Ghana’s Ministry of Foreign Affairs and Regional Integration has disowned a security advisory issued on Wednesday, warning her citizens from travelling to Nigeria’s Federal Capital Territory, Abuja.
It indicated that Nigeria asked some hotels to close, citing “the directive by local authorities to hotels operating in residential buildings to shut down.”
It also said there was a “high danger of terrorism, criminality, inter-communal conflict, armed attacks, and kidnappings.”
“The Ministry of Foreign Affairs and Regional Integration wishes to refer to the travel advisory published this evening, Wednesday 16th November, 2022 advising against non-essential travel to Abuja and wishes to state that the statement was unauthorized,” the ministry said in a statement on Wednesday.

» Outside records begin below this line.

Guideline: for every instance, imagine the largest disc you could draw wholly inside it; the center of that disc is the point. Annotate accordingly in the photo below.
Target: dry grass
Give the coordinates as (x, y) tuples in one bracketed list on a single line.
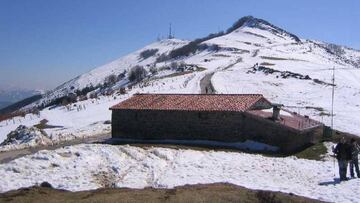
[(190, 193)]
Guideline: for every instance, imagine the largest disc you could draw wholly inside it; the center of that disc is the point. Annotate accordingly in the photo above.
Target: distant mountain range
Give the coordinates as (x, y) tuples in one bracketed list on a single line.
[(252, 56), (10, 96)]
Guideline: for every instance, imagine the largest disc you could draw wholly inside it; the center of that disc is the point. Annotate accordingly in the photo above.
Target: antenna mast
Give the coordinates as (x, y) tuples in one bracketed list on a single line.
[(332, 101), (170, 34)]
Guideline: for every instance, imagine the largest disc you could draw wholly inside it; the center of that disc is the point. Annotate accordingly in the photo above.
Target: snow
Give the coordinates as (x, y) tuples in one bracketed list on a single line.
[(23, 137), (85, 167)]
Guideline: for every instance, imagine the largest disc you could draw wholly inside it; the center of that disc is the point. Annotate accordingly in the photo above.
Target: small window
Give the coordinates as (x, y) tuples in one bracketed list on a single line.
[(203, 115)]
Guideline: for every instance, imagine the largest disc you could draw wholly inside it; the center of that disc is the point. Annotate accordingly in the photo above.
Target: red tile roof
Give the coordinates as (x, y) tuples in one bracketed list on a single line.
[(192, 102)]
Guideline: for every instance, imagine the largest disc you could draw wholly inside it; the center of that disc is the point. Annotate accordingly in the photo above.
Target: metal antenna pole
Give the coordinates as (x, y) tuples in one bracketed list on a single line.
[(332, 101)]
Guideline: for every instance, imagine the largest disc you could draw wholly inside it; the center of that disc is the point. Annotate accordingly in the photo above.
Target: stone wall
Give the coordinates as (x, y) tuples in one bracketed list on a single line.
[(216, 126)]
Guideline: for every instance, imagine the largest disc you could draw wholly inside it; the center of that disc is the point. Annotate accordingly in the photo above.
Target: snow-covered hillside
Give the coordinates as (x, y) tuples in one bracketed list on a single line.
[(133, 167), (253, 57)]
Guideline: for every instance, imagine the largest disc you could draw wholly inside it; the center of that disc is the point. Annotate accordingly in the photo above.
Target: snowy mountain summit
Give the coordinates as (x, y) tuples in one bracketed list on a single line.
[(252, 22), (252, 56)]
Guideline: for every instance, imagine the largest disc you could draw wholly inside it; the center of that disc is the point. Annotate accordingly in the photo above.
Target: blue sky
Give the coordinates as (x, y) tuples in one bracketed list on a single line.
[(44, 43)]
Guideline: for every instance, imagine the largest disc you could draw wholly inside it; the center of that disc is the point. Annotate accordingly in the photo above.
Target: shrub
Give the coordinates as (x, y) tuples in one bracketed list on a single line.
[(137, 73)]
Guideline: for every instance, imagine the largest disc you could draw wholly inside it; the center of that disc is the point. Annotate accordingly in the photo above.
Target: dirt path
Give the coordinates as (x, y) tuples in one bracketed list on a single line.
[(14, 154), (206, 86)]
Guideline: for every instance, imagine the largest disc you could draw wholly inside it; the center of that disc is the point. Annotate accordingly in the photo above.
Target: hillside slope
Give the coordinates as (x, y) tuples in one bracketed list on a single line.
[(253, 56)]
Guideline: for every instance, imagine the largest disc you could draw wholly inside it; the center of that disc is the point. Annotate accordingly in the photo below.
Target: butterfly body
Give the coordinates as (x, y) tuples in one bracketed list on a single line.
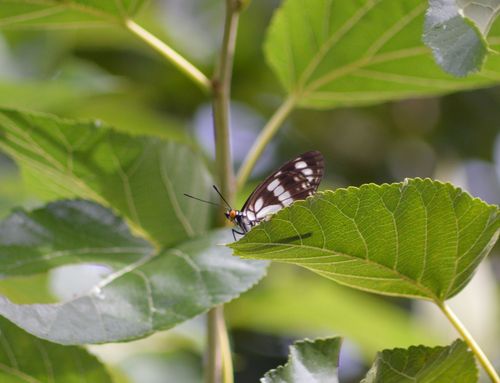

“The Ministry is not aware of any threat targeted at Ghanaians who continue to live in harmony with their Nigerian brothers and sisters.
“The Ministry of Foreign Affairs and Regional Integration regrets any inconvenience this may have caused to the travelling public,” the statement added.
Earlier, the US, UK and Canadian governments had issued a security alert warning of increased terror attacks in Nigeria, particularly, the federal capital territory (FCT).
According to the alert published on the US website, the country warned its citizens in Nigeria against visiting recreational centres, hotels, clubs, restaurants, bars, and government buildings, including schools, markets as well as places of worship said to be targeted by terrorists.
However, the UK Foreign, Commonwealth and Development Office (FCDO) , in an updated advisory released on November 7, dropped its warning against travel to the FCT but warned of a small level of risk in the country’s capital.